Businesspeople are being invited to fork out €850 for a table of 10, or €100 a head to attend a reception and lunch with cabinet members.
They will dine with Transport Minister Leo Varadkar and Health Minister James Reilly, the Irish Independent has learned. The invitation flies in the face of the Government banning donations over €200, unless they follow extremely strict new guidelines.
Just last month, Taoiseach Enda Kenny boasted about the plans at the Fine Gael Ard Fheis.
"Our new laws on political funding will ban corporate donations over €200 to a political party unless they are registered and declared," Mr Kenny said during his keynote, televised Saturday night address.
The Department of the Environment says "all things being equal", the new rules are expected to be passed into law by the Dail summer recess.

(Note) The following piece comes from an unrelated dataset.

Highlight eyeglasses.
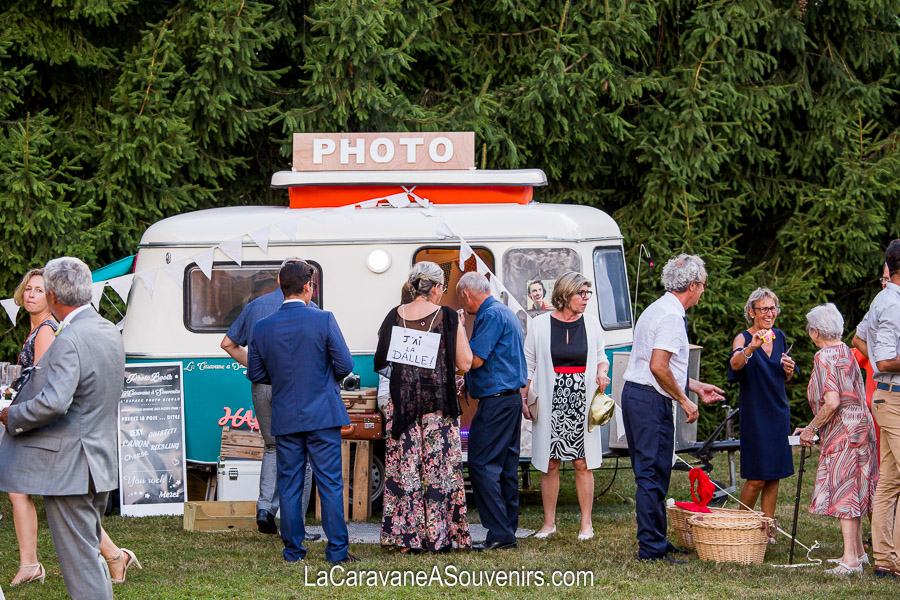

But the fundraiser is being held before the new laws come into effect, and will raise questions about corporate donors getting close to ministers.
Fine Gael's letters were sent out in official Oireachtas envelopes -- the cost of which is funded by the taxpayer -- by the Dublin North branch of the party.
The letters advertise a reception and lunch being held in the Grand Hotel, Malahide, hosted by Dr Reilly and local TD Alan Farrell.
The event takes place on Friday, April 27, and it is understood the hotel's Guttenburg Suite has been booked for an exclusive audience of 80 people.
Even though the invites have been sent out in publicly funded Dail envelopes, there is nothing to identify which Dail office provided the envelopes.
According to the Oireachtas, the envelopes are to "assist members in carrying out their functions as elected representatives".
However, the letters were used to raise money for Fine Gael and did not come from a TD, but from Bridie Hession, who chaired the organising committee for the event, and Bob Dowling, chairperson of Fine Gael in Dublin North.
Mr Varadkar, who has responsibility for transport and tourism, would be of interest to businesses in Dublin North since Dublin Airport is a huge employer in the constituency.
Metro North, which has since been mothballed, is also a big issue in the constituency.
Dr Reilly has previously been one of the top fundraisers in the Dail, raising €15,950 for 2008, when he declared a donation of €650 from top solicitors McCann Fitzgerald for a golf classic.
The letter also highlights the fact that there will be a pre-lunch reception, and advises how donors can hand over their cash.
The new rules being brought in by Environment Minister Phil Hogan will effectively ban corporate donations of over €200. Mr Hogan has said he would have preferred to ban corporate donations outright, but was legally unable to do so.
Speaking in the Seanad in February, Mr Hogan said: "Corporate donations will be severely curtailed".
"The corporate funding of politics comes at a price above and beyond the value of any donations that are given and accepted.
"It brings with it an unavoidable perception of a mutually beneficial relationship. As we have seen in Ireland in recent years, this can have an incrementally corrosive impact on public trust in politics."
The party's manifesto from last year's general election also promised to ban corporate donations entirely.